Do ecrã à mesa: A receita da família Yohoshiro

Hugo e Thalita Cuan abriram, em 2020, a Yohoshiro, um espaço dedicado a produtos japoneses e coreanos localizado na Póvoa de Santa Iria. Em plena pandemia, a estratégia de divulgação passou por lives diárias e conteúdos, que acabaram por se tornar virais no TikTok e levar à expansão do negócio. Um ano depois, a plataforma passou a assumir-se como um “motor real de crescimento”. Hoje, o casal vê esta plataforma como uma ferramenta de marketing, uma fonte de rendimento e um canal “essencial” para a construção de comunidade. 

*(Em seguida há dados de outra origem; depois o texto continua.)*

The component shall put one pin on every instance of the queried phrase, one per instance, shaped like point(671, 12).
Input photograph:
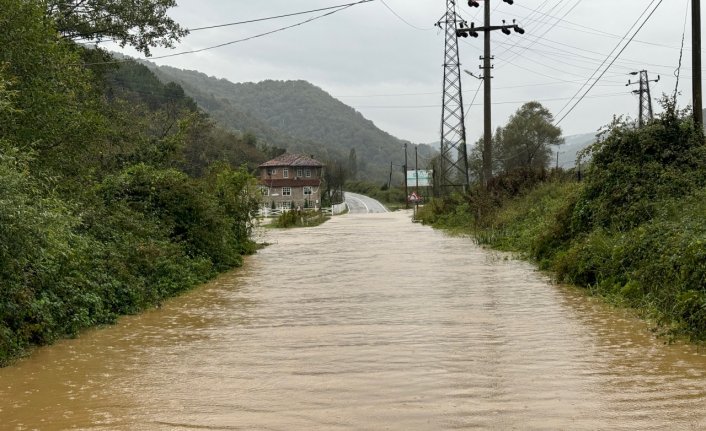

Do ecrã à mesa: A receita da família Yohoshiro

Quando em 2020, Hugo e Thalita Cuan inauguraram a Yohoshiro, na Póvoa de Santa Iria, nunca imaginaram que este seria o primeiro passo de um processo de crescimento que culminaria na abertura de um restaurante especializado em street food coreano, localizado em Entrecampos, em Lisboa. Cruzando as raízes chinesas de Hugo com o interesse comum pela cultura asiática, o projeto nasceu da vontade de partilhar não só comida, mas também histórias, referências culturais e experiências. A aposta no TikTok revelou-se determinante. O que começou de forma orgânica rapidamente evoluiu para um ativo central do negócio.

O casal revela que o primeiro impacto surgiu com um vídeo em que mostravam os produtos e a nova loja que tinham acabado de montar no Parque das Nações, em Lisboa. No dia da inauguração, muitas pessoas apareceram por causa desses conteúdos, sendo que, progressivamente, o seu impacto no digital teve um crescimento.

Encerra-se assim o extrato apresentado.